Le tour d'Europe

Drapeau européen
Drapeau européen - © Google

De Nicolas Vandenschrick.

Et une presse, ce matin qui s'intéresse à la Chine.

La Chine se trouve pour partie plongée en ce moment dans un épais brouillard. Mélange de conditions climatiques et de pollution de l'air. Cette pollution est telle que respirer est devenu dangereux. Du coup, à Pékin et dans le nord de la Chine, certains portent un masque. A l'exemple de ces citoyens, en Une de l'International Herald Tribune. Ils exécutent leurs exercices de gymnastique, routine quotidienne mais sans presque pouvoir distinguer leur voisin. Le problème est sérieux, écrit l'International Herald Tribune qui rapporte de fortes augmentations du nombre d'admissions dans les hôpitaux, pour affection respiratoire.

La situation est telle que les médias d'Etat se sont mis à publier des articles agressifs sur l'état de la situation. Jusqu'ici, ils étaient plutôt resté discrets à ce sujet. En ces matières, la presse officielle dispose d'un peu plus de lattitude que sur d'autres questions comme le Tibet ou Taïwan, sujet tabou par excellence. Il n'empêche, cette soudaine liberté de la presse chinoise fait s'interroger les spécialistes.

Assisterait-on à une réforme douce? Ce brouillard, bien sûr, est impossible à nier. Sa dangerosité, elle, pourrait être cachée... La presse chinoise ne le fait pas et se déchaîne réellement. "Le manque de mesure adaptée est bien pire que le brouillard" titrait hier un quotidien chinois.

Pour certains, le gouvernement chinois pourrait profiter de cette crise pour lâcher du lest, vis-à-vis de la presse. Cela pourrait tout aussi bien être une manière de faciliter l'adoption de mesures pour réduire cette pollution.

Dans la presse encore, de nombreux commentaires sur l'intervention française au Mali. Commentaire français d'abord pour défendre cette opération.
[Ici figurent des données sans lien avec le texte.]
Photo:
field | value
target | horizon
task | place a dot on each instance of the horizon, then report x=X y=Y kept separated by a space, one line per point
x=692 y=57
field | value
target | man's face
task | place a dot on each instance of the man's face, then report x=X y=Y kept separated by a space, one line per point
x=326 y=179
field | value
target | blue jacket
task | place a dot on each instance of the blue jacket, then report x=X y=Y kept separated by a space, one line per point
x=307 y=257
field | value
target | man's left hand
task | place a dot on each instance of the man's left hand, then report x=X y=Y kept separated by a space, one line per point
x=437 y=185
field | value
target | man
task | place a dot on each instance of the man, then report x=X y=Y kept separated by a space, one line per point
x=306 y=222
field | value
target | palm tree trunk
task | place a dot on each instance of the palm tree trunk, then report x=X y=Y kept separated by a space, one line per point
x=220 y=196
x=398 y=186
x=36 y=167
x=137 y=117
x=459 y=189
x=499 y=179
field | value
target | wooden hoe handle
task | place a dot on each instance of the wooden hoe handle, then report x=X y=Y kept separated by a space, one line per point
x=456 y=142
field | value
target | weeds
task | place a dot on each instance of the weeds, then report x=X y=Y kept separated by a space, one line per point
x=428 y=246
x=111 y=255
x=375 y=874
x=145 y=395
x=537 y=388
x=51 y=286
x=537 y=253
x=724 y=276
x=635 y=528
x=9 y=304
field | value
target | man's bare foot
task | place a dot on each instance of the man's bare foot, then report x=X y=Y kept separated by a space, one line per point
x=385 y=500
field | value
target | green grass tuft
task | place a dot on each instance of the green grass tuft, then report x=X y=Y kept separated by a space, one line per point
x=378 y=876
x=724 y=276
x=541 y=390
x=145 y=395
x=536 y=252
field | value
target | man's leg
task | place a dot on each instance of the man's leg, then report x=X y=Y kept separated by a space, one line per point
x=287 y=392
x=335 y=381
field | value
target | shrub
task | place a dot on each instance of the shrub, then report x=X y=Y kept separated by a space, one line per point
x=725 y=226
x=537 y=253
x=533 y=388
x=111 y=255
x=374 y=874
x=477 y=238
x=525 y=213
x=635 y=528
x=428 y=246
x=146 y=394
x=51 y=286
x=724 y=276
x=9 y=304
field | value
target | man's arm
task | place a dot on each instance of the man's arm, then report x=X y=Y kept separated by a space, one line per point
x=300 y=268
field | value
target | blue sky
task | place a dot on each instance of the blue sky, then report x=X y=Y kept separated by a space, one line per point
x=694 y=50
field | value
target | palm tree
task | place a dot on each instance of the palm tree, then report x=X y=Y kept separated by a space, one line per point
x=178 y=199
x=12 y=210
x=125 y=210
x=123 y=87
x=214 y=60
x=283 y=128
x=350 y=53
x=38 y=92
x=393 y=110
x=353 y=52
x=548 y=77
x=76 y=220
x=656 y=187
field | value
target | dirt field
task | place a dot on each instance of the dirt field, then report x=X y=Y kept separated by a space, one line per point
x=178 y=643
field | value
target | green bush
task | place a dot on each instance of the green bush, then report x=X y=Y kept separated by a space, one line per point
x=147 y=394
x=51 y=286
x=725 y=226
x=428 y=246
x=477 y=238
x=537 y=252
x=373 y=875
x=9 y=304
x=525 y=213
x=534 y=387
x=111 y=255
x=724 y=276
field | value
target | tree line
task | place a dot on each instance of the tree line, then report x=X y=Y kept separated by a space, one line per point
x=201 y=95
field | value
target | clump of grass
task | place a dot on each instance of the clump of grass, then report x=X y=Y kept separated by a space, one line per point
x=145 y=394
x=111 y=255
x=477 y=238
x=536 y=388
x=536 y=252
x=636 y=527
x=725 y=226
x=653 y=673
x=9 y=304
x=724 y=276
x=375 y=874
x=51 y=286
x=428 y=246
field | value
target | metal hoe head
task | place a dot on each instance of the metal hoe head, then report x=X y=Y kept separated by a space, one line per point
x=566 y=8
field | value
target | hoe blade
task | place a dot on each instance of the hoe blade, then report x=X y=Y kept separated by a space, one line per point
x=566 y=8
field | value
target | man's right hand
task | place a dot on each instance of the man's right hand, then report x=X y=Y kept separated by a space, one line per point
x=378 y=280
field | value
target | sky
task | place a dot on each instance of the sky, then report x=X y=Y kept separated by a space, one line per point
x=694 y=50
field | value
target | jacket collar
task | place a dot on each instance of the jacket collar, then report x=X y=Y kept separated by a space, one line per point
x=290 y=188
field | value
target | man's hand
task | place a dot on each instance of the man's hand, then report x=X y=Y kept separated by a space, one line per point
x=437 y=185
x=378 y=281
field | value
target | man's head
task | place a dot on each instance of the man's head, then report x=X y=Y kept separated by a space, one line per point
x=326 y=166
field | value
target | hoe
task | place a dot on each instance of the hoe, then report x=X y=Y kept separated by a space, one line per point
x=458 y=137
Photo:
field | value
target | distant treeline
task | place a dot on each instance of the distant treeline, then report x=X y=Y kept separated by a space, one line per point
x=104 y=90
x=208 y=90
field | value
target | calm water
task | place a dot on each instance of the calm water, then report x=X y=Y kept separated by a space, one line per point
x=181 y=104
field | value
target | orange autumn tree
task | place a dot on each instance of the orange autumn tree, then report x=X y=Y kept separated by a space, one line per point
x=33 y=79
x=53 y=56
La France, au Mali, est dans son rôle, écrit le Figaro qui salue la détermination du président français. - c'est suffisament rare pour être noter. Et le Figaro insiste : La France n'intervient pas en Afrique pour défendre des intérets particuliers, elle le fait dans le cadre des Nations Unies. Pour le Temps, à Genève, plus d'un demi-siècle après les décolonisations, il existe toujours entre la France et l'Afrique un lien ambigu, indéfectible. La France a tout sauf fini de "s'ingérer" militairement sur le continent africain. Ce qui a changé, c'est la manière. La France commence aujourd'hui la partie en amont, sur le terrain diplomatique, au Conseil de Sécurité, à New York. Mais ce qui n'a pas changé, c'est qu'en Afrique - où elle conserve de solides habitudes stratégiques, la France parvient toujours à entretenir l'apparence d'une puissance de rang mondial.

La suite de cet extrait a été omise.